ALBANY — A strong majority of New Yorkers oppose defunding the police, despite calls from activists to gut the NYPD’s vast $6 billion budget in the wake of protests over George Floyd’s death that triggered a wave of police reforms, a new statewide poll shows.
Sixty percent of voters rejected compared to 30 percent who supported a radical entrenchment, according to results from a Siena College poll released Tuesday.
Even in New York City, more voters said they opposed defunding the police — 47 percent — than the 41 percent of respondents who said they supported shrinking the police department.
There was a huge racial divide — 67 percent of whites are against defunding the police. But more than twice as many blacks supported the idea as opposed it– with 54 percent in favor and 27 percent against.

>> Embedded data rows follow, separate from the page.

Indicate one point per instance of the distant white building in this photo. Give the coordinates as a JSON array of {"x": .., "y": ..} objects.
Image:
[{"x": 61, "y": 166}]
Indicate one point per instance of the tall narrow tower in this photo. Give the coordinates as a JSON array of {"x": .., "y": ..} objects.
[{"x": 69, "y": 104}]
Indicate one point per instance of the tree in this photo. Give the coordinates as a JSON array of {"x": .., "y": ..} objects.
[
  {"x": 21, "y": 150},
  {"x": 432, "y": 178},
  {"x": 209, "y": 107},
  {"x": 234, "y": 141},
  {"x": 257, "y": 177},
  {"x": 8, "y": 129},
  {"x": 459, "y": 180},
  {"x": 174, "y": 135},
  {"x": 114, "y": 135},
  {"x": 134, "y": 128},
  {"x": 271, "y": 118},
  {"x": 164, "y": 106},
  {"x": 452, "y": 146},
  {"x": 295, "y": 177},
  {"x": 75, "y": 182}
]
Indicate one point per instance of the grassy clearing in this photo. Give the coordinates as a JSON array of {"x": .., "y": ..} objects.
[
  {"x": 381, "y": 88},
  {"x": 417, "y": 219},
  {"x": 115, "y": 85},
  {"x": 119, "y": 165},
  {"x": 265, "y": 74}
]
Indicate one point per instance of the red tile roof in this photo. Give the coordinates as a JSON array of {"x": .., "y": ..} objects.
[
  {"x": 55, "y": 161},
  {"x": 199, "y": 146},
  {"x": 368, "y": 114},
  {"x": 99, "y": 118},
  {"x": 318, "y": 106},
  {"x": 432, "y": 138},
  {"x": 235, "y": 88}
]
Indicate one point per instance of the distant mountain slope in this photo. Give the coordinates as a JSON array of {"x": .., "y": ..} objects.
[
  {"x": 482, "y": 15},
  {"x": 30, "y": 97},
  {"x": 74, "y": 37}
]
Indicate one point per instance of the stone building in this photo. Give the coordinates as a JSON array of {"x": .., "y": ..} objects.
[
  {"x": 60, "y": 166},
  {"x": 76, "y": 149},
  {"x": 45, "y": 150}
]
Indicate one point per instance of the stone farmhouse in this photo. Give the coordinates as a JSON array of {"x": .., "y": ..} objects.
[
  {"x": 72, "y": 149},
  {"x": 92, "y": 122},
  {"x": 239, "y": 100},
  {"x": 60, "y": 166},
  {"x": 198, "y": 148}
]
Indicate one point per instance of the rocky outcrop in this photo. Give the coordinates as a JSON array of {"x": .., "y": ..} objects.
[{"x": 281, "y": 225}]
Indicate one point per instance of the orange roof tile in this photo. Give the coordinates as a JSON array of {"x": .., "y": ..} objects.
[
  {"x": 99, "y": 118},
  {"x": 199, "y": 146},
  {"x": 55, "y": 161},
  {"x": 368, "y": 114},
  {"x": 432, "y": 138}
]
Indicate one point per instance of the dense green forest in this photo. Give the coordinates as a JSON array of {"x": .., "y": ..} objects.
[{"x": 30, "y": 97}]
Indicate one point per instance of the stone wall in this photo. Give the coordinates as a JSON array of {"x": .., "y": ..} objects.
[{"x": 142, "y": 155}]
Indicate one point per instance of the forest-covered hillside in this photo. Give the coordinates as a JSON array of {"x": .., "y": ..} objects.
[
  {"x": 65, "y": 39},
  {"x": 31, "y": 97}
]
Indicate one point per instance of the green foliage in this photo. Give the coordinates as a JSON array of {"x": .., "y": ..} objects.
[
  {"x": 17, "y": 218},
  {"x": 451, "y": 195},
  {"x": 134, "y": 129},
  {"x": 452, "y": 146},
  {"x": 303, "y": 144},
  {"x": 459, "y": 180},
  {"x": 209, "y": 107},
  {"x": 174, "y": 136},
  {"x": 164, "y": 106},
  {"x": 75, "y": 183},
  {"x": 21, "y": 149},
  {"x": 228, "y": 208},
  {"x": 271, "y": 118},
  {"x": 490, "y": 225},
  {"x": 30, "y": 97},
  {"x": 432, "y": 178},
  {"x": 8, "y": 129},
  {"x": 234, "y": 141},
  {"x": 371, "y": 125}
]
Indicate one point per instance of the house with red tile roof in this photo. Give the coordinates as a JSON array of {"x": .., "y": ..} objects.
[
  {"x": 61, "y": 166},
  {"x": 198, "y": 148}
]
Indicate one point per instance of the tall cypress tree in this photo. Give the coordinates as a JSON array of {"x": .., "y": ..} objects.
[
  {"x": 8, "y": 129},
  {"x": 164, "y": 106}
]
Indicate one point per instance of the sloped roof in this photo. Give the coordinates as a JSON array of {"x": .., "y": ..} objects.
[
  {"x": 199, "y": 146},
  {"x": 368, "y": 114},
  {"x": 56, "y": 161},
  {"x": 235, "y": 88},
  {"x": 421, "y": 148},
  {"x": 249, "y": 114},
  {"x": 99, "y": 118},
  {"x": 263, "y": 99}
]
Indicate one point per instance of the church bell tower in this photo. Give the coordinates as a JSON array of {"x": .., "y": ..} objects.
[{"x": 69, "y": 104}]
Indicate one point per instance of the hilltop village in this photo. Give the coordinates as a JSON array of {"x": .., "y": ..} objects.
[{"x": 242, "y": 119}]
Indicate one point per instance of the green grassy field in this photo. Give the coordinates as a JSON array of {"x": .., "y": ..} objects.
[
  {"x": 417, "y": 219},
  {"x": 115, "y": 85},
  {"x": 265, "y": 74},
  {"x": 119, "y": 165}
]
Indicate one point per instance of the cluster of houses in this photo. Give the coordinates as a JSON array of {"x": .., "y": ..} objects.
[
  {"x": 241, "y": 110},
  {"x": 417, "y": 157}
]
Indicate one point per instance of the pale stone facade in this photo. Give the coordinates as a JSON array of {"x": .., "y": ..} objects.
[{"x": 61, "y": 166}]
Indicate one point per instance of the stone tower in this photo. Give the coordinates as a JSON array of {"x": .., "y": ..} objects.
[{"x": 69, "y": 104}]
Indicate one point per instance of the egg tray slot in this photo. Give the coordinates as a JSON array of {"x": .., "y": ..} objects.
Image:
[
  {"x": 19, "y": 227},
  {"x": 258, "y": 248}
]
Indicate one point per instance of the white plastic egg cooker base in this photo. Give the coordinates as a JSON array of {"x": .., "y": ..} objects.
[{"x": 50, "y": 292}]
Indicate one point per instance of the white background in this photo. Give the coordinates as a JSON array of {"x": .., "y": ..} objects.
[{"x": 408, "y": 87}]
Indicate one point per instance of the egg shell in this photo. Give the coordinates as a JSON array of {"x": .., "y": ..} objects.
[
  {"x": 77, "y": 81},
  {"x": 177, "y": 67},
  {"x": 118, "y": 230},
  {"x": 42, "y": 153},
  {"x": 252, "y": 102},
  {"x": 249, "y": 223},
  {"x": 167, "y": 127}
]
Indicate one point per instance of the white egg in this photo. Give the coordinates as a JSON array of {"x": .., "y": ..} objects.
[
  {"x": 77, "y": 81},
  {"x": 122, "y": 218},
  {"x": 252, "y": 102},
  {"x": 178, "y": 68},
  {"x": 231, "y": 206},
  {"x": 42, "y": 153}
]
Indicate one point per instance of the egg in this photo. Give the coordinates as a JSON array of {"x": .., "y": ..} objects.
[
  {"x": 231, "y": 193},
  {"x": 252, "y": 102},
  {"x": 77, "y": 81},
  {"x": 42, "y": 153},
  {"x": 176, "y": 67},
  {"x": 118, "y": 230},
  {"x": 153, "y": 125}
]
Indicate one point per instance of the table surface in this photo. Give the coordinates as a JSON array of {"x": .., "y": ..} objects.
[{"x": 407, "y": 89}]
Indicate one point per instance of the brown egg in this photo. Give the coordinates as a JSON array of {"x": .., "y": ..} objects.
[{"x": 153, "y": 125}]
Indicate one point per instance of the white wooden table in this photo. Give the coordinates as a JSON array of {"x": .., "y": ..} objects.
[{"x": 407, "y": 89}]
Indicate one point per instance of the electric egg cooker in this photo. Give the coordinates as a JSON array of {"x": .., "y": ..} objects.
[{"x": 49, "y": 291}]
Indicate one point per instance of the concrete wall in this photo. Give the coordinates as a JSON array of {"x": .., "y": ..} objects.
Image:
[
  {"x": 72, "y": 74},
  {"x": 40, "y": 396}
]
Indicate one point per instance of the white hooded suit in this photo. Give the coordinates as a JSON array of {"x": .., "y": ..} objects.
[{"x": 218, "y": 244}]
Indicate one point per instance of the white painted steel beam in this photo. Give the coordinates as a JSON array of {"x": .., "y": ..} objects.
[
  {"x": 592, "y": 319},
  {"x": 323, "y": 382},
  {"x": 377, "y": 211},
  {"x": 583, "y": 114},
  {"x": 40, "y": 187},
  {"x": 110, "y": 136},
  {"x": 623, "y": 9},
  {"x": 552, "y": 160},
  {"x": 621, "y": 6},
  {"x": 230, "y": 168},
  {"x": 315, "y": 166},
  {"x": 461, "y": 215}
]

The pollster then asked a question using a less provocative word — replacing “defund” with “reduce.”
When asked if they favored “reduced” funding for police, 57 percent of voters statewide said no, and just 37 percent yes.
But in New York City, 51 percent said they backed the notion of ‘reduced funding,’ while 42 percent were opposed — bucking the trend in the suburbs, which recorded 71 percent compared to 25 percent opposed, and those upstate, who responded against the idea at 64 percent compared to 30 percent supportive.
The sentiment of more liberal and and minority Big Apple residents contrasted with the views in the suburbs and upstate — 71 percent of suburbanites objected to cutting public safety as did 64 percent of upstaters.
Again, the poll exposed a racial chasm — 61 percent of whites opposed reduced funding for cops while 61 percent of black respondents favored a cut.
The poll also follows Mayor Bill de Blasio’s Monday announcement that he plans to either cut or transfer at least $1 billion from the NYPD’s budget.
But individuals — by about a 2-to-1 margin at 60 to 35 percent — said the May killing of George Floyd exposes a broader pattern of excessive police violence against black people.
Ninety-one percent of black voters agreed, followed by 64 percent of Latinos and 53 percent of Whites.
Eighty-one percent said systemic racism is a very, or a somewhat, serious problem.
In a racial divide, 51 percent of Whites said they feel more secure in the presence of police officers, and 46 percent of blacks answered they feel less secure.
“While a clear majority of New Yorkers, 60 percent, say the recent killings of George Floyd and Rayshard Brooks are part of a pattern of excessive police violence toward black people, there are widespread racial partisan and geographic differences,” said Siena pollster Steven Greenberg.